Smart-Trucking.com, a website run by truck drivers, calculated driver’s costs and time, and found that many drivers are making less than $4.00/hour.
Big trucking companies say that their revenue growth was slowed in 2013 because of the slow implementation of the new FMCSA regulations.
In reality, they’re making more money than ever. The average net profit margin was about 6 percent for last year. That’s a big increase from 3-4 percent range the previous three years.
Trucking companies could be paying drivers more: they choose not to do so.
Carriers have more interest in their bottom line than in public safety.
They have likely calculated that it’s less expensive to manage turnover and pay per mile than it is for them to pay experienced drivers by the hour. It’s a risk calculation – similar to what insurance companies do – and based on those profit margins, it must be working for them.
If the current safety rules are hurting truckers, it’s because carriers are defraying their own costs on the backs of truckers.
And the government is allowing the trucking industry to make more money, pay drivers less, and make our roads more dangerous.
Most long-haul semi-truck drivers in the U.S. are not paid a salary.
They are paid per mile.
Some jobs pay bonuses, but most of a trucker’s “On Duty, Not Driving” time—loading, unloading, refueling, break time— is unpaid.
So, when truckers are waylaid by bad weather, stuck in traffic, or taking their mandatory breaks, they are basically unpaid.
Does pay-per-mile contribute to truck accidents?
Paying truckers per mile puts incentives on unsafe behaviors. If a driver paid per mile is put off-schedule by a sudden traffic jam, that driver may drive too long and skip breaks to make the miles.
A recent study from Australia, under review by the Federal Motor Carrier Administration, supports this theory. Researchers found that truck drivers who are paid by distance (in Australia, kilometers), or paid per trip, take fewer breaks—and take more drugs.
A tired trucker or trucker who has used drugs to stay awake trying to make up miles is a recipe for a serious truck accident.
The high rate of truck driver turnover
Experienced truckers are leaving the industry because they’re not making enough money for their time and effort. This is creating a safety issue: inexperienced drivers are more likely to be responsible for a fatal crash.
For long-haul carriers, it’s a revolving door: they had turnover rates of 99 percent in the first half of 2013.
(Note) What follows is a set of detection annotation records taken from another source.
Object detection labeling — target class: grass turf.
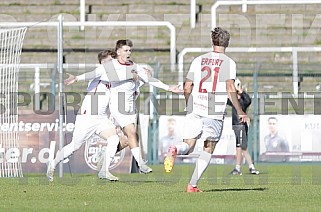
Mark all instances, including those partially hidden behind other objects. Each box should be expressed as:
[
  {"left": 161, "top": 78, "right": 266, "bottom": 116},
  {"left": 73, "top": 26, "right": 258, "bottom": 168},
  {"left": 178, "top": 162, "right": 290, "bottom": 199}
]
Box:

Although it makes sense from a safety perspective, it’s unlikely that major trucking companies would be willing to consider the pay change.
Trucking carriers argue that customers are paying fleets by the mile. Therefore, fleet drivers should be paid by the mile, too.
“Disconnecting driver pay from how we get paid by our customers is a very frightening thought for this industry…”
The trucking industry would be committing “financial suicide,” with hourly pay, said Steve Gordon, COO of Gordon Trucking Inc.